Medidas preventivas, como supervisão ativa dos pais, podem ser tomadas, o que pode mitigar os riscos e aumentar a segurança dos menores. A utilização de ferramentas de controle parental é eficiente e limita interações indesejadas. Os menores devem ser incentivados a reportar conteúdos inapropriados, denunciando jogos que pareçam inadequados ou perigosos. Além disso, devem ser orientados quanto ao reconhecimento dos riscos online e, principalmente, à proteção de suas informações pessoais.
Mas, aliado a essas atitudes, os pais devem entender que nada é mais importante do que tempo de qualidade, que deve ser utilizado em frequentes conversas, sempre visando obter informações sobre o comportamento, desejos, anseios e sonhos de seu filho.
Cabe aos pais cuidar de seus rebentos, ter consciência de que são seres em formação, que precisam de atenção em um momento tão sensível e especial como a fase de transição entre a infância e a adolescência.

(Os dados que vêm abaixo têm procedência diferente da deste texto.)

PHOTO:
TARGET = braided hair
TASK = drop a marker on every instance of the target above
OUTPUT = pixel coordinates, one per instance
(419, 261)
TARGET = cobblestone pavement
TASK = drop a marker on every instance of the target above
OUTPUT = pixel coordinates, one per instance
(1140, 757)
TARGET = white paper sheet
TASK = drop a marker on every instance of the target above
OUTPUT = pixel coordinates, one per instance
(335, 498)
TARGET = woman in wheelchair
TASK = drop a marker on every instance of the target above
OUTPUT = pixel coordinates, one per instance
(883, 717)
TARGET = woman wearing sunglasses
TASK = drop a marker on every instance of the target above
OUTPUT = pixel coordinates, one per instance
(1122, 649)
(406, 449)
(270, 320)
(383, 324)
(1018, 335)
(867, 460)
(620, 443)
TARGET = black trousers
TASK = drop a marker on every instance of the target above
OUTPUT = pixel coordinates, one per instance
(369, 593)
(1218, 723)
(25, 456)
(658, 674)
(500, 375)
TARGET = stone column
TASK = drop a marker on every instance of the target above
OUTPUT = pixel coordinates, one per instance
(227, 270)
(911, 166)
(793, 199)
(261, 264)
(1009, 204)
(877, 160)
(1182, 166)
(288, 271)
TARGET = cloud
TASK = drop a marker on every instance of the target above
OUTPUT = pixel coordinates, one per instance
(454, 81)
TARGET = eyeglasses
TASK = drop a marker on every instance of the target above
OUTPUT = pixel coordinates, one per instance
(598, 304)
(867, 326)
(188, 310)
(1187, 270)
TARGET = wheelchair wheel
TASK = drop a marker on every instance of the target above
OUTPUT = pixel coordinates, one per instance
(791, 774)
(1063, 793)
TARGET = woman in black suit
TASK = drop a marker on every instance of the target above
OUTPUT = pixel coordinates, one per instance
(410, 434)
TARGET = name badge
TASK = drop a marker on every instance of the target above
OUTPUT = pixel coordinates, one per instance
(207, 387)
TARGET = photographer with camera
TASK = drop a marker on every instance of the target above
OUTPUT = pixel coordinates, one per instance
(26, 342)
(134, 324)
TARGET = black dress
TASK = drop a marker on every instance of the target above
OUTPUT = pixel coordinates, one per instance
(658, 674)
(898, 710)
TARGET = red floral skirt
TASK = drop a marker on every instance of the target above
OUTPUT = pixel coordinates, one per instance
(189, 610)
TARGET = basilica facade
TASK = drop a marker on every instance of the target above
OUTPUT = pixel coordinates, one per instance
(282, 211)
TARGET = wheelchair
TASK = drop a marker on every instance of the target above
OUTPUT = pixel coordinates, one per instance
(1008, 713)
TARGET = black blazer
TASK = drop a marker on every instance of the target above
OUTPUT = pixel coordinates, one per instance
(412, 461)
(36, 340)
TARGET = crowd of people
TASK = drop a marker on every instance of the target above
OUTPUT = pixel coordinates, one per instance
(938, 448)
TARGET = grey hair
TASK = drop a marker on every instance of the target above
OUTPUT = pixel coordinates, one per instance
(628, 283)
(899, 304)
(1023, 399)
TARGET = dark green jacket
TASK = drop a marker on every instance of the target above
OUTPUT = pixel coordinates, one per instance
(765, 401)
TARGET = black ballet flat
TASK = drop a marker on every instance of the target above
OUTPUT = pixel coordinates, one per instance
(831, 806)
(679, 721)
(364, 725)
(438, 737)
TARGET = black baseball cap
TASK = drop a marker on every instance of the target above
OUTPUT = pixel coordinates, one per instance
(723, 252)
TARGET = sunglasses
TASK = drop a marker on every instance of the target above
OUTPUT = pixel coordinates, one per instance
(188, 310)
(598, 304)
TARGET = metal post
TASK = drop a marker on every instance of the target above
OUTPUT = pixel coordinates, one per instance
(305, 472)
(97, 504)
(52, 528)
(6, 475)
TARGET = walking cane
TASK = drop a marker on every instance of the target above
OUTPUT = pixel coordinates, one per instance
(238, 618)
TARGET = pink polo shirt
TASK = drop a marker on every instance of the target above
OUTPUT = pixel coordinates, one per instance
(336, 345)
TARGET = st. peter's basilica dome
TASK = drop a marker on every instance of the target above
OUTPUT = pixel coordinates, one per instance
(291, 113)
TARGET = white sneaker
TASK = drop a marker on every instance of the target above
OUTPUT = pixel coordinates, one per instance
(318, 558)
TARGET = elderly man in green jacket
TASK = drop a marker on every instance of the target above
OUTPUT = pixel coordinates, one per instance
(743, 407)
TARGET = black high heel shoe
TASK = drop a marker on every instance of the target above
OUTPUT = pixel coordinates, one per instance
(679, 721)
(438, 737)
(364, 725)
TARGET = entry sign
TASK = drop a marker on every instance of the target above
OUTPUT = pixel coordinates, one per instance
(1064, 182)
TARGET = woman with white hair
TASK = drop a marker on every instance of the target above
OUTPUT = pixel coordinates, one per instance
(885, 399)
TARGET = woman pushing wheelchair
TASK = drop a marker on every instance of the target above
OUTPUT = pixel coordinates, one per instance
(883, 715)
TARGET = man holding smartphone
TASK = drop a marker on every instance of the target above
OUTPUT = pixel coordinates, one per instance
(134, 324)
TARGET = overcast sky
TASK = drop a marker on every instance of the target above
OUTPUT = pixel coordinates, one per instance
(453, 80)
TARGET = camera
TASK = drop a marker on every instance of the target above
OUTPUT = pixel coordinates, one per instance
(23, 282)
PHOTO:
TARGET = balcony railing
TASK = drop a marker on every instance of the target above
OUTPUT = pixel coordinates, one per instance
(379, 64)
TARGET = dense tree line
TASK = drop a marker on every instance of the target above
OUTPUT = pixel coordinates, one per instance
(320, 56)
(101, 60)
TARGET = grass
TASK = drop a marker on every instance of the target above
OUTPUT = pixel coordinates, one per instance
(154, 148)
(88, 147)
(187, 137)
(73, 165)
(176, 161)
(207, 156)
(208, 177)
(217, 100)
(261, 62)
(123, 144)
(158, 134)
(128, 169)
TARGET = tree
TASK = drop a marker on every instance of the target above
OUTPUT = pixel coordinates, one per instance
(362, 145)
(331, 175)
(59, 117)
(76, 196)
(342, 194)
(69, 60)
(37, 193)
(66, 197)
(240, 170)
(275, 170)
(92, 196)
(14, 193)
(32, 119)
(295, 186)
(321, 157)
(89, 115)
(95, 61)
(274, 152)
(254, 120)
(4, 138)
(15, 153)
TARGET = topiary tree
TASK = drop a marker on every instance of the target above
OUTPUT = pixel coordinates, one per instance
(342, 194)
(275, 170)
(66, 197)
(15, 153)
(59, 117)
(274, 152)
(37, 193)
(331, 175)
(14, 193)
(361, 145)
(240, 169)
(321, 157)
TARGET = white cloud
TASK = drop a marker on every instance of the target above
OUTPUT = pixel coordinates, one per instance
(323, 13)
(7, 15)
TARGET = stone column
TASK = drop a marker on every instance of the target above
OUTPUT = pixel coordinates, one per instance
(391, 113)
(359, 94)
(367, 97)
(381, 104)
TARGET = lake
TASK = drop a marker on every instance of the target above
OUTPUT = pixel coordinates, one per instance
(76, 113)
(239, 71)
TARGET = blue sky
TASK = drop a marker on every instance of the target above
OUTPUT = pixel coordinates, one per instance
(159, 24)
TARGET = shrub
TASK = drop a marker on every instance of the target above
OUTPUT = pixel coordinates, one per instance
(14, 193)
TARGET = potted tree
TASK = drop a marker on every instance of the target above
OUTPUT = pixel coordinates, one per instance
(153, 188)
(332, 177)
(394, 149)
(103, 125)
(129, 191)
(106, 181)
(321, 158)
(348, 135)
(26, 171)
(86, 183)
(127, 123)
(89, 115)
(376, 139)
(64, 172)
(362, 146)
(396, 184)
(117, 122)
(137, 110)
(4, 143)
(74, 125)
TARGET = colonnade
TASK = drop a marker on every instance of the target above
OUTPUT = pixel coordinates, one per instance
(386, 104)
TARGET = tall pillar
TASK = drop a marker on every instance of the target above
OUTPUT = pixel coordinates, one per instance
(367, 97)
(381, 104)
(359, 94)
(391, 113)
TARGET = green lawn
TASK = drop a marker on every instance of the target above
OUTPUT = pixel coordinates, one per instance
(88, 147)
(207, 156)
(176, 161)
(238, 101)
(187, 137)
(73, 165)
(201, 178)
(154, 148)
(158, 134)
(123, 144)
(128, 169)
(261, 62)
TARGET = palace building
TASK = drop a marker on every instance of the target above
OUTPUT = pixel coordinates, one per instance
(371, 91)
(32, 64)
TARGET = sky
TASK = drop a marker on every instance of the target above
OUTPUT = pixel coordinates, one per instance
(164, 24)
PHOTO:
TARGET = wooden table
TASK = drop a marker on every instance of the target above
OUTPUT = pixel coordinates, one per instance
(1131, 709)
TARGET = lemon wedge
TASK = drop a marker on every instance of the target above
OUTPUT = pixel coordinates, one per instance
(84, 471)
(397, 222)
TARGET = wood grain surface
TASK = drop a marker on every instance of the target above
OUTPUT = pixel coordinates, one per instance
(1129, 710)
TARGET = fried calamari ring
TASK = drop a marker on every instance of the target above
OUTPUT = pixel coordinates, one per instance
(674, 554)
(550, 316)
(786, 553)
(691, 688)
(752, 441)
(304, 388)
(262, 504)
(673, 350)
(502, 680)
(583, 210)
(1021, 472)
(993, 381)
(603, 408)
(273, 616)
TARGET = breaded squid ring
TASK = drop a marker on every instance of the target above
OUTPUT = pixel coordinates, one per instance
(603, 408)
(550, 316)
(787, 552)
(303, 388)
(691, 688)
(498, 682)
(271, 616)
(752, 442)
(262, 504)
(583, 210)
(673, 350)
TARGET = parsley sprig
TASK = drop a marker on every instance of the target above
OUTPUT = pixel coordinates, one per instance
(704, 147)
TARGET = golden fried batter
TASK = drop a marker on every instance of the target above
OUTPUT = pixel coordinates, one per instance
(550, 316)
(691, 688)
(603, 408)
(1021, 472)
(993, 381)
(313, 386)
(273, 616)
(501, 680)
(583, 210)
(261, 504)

Chocante, apesar de potencialmente possível, é a história do primeiro episódio da série “Adolescência”, quando uma família é surpreendida com a visita de policiais que entram em sua residência e levam seu filho — aquela criança inocente, para eles —, acusado de homicídio.
Como a ficção é, muitas vezes, um reflexo da vida real, podemos evitar que sejamos surpreendidos com situações inesperadas como a relatada nesta série.
Não deixem que seja tarde demais para descobrir que seu filho vive uma vida digital secreta da qual pouco se sabe.
Assustador? Pode ser. Espero que assim se sintam.
Como bem observa a Juíza Titular da Vara da Infância e Adolescência do Rio de Janeiro, Dra. Vanessa Cavalieri, entrevistada por Branca Vianna no podcast Fio da Meada: “quero que vocês percam o sono às 2 da manhã olhando para o teto, preocupados”, relatando os muitos casos que chegam para análise todos os dias, referentes às infrações digitais graves cometidas por adolescentes de classe média, como bullying, assédio, incitação à violência, praticados silenciosamente dentro de casa, debaixo dos narizes de pais e mães zelosos.
O perigo mora dentro dos telefones, iPads e laptops. Da mesma forma que não deixamos nossos filhos saírem à rua sem dizer aonde vão, é necessário supervisionar as vielas escuras da internet, afirma a Magistrada.
Sabemos que existe um imenso abismo que separa as gerações, e os desafios que surgiram após o advento da internet — que capturou a vida das pessoas — devem ser transformados e restaurados como um bordado amoroso e pleno de cuidados, evitando que a ruptura se torne irreversível.